Distributed work queue operations using mpi4py.
Allows for easy parallelization in controller/worker mode with one controller submitting function or method calls to workers. Supports multiple ranks per worker (collective workers). Uses mpi4py if available, otherwise processes calls sequentially in one process.
Based on mpi.py from the pyunicorn project.
# Example of using distributed work queue distwq
# PYTHONPATH must include the directories in which distwq and this file are located.
import distwq
import numpy as np
import scipy
from scipy import signal
def do_work(freq):
fs = 10e3
N = 1e5
amp = 2*np.sqrt(2)
freq = float(freq)
noise_power = 0.001 * fs / 2
time = np.arange(N) / fs
x = amp*np.sin(2*np.pi*freq*time)
x += np.random.normal(scale=np.sqrt(noise_power), size=time.shape)
f, pdens = signal.periodogram(x, fs)
return f, pdens
def main(controller):
n = 150
for i in range(0, n):
controller.submit_call("do_work", (i+1,), module_name="example_distwq")
s = []
for i in range(0, n):
s.append(controller.get_next_result())
print("results length : %d" % len(s))
print(s)
controller.info()
if __name__ == '__main__':
if distwq.is_controller:
distwq.run(fun_name="main", verbose=True, nprocs_per_worker=3)
else:
distwq.run(fun_name=None, verbose=True, nprocs_per_worker=3)
submit_call(name_to_call, args=(), kwargs={}, module_name="__main__", time_est=1, task_id=None)
Submit a call for parallel execution.
If called by the controller and workers are available, the call is submitted to a worker for asynchronous execution.
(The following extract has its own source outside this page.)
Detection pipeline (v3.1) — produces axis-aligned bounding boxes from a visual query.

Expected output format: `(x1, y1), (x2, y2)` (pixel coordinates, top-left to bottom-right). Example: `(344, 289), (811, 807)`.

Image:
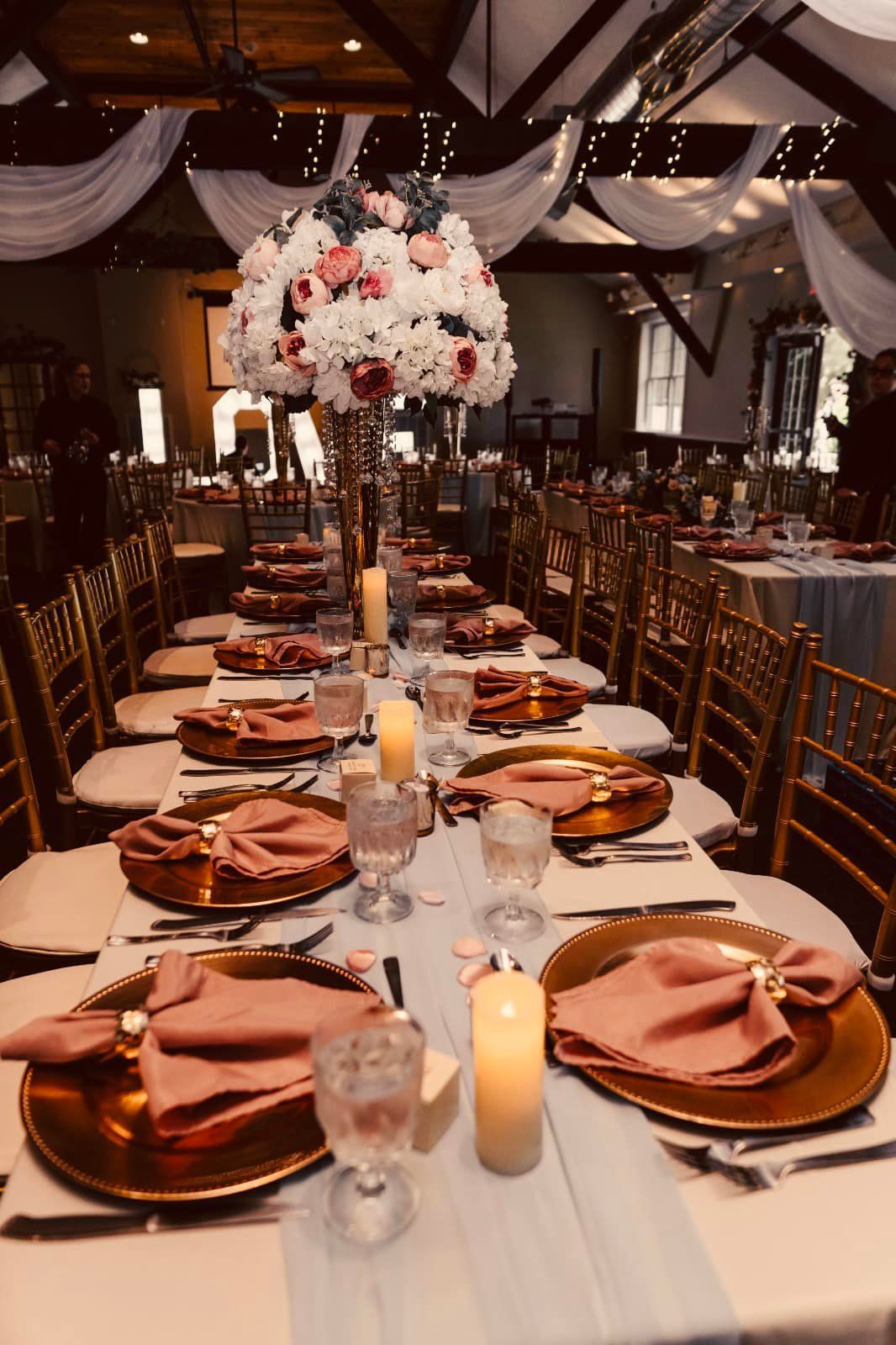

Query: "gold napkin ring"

If called by a worker or if no workers are available, the call is instead executed synchronously on this MPI node.
Examples:
- Provide ids and time estimate explicitly:
for n in range(0,10):
distwq.submit_call("doit", (n,A[n]), id=n, time_est=n**2)
for n in range(0,10):
result[n] = distwq.get_result(n)
- Use generated ids stored in a list:
for n in range(0,10):
ids.append(distwq.submit_call("doit", (n,A[n])))
for n in range(0,10):
results.append(distwq.get_result(ids.pop()))
- Ignore ids altogether:
for n in range(0,10):
distwq.submit_call("doit", (n,A[n]))
for n in range(0,10):
results.append(distwq.get_next_result())
- Call a module function and use keyword arguments:
distwq.submit_call("solve", (), {"a":a, "b":b},
module="numpy.linalg")
- name_to_call (str): name of callable object (usually a function or static method of a class) as contained in the namespace specified by module.
- args (tuple): the positional arguments to provide to the callable object. Tuples of length 1 must be written (arg,). Default: ()
- kwargs (dict): the keyword arguments to provide to the callable object. Default: {}
- module (str): optional name of the imported module or submodule in whose namespace the callable object is contained. For objects defined on the script level, this is "main", for objects defined in an imported package, this is the package name. Must be a key of the dictionary sys.modules (check there after import if in doubt). Default: "main"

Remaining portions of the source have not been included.